Cuenta la leyenda que hace mucho, mucho tiempo reinaba en la selva el poderoso, noble y valiente león. El rey león era respetado por todos, pues todos los animales le temían. Solía pasearse rugiendo y haciendo que todos a su paso le mirasen con grandes ojos abiertos, asustados de su poder. Muchos le pedían ayuda y consejo, puesto que el rey de la selva, era el que gobernaba todo el territorio y era, por tanto, el encargado de que todo funcionara correctamente. El rey león, además de un buen rey, era también algo arrogante y engreído, puesto que al ver que todos le temían se sentía poderoso, lo que le hacía creer mejor que nadie, lo que le hacía creer indestructible e intocable. Un día el rey fue alertado de un problema en el río. Al acercarse, se encontró con un grupo de pececitos, el portavoz de todos ellos, un pez de colores llamado Burbujito, se dirigió al rey león y le dijo: -Majestad, es un honor contar con su presencia. Le hemos hecho venir para que nos ayude con un asunto que desde hace tiempo nos viene preocupando. Allí en el otro lado del río, hay algunas hierbas que crecen desmesuradamente y no nos dejan nadar por aquellas aguas. Nosotros no podemos cortar las hierbas, ni controlar su crecimiento, necesitamos que alguien nos ayude y corte esas plantas, que controle su crecimiento para que no invadan nuestro río. El rey león, pensó que aquello era una estupidez, hacerle ir a él, el poderoso rey de toda la selva porque unos peces están molestos por el crecimiento de unas plantas, le pareció una desfachatez, ya que él no podía perder su tiempo en asuntos triviales, sin importancia. Algo enfadado, como estaba, respondió al pez Burbujito: peces -Como rey me ocupó de asuntos importantes. No veo ningún problema en lo que me comentas, si no podéis nadar por ese lado del río podéis nadar por el otro. El rey león, muy digno, se fue de allí después de decir esto y dejó a los peces con las hierbas invadiendo su río. Pasaron varios días y las hierbas cada vez ocupaban mas parte del río. Los peces ya solo tenían un pequeño espacio por el que podían nadar libremente. Pero al rey león esto no parecía importarle demasiado. Una tarde correteaba jugando cerca de la orilla del río, el pequeño leoncito, el hijo del rey león, con tanta mala suerte que tropezó y cayó al agua. Fue a caer en la orilla que estaba invadida por las hierbas, quedando enredado entre ellas, sin poder escapar. 

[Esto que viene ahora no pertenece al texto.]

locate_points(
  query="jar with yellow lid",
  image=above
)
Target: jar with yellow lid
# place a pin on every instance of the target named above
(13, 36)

El rey león corrió desesperado y llamó a los peces. -Ayudadme, por favor. Tenéis que nadar debajo de las hierbas y ayudar a mi hijo a desengancharse. El pez Burbujito y los demás peces, sin pensarlo se introdujeron, con dificultad entre las hierbas y consiguieron liberar al leoncito. El rey león entonces comprendió que los problemas de uno son los problemas de todos. Y que todos los problemas son importantes, aun siendo el más poderoso no podía ayudar a su hijo. Solo los pequeños pececitos fueron capaces de ayudar al león. A la mañana siguiente el rey león, se dispuso el mismo, con sus manos a cortar las hierbas y controlar su crecimiento para permitir que los peces y cualquier otro ser, pudieran nadar libremente por el rió.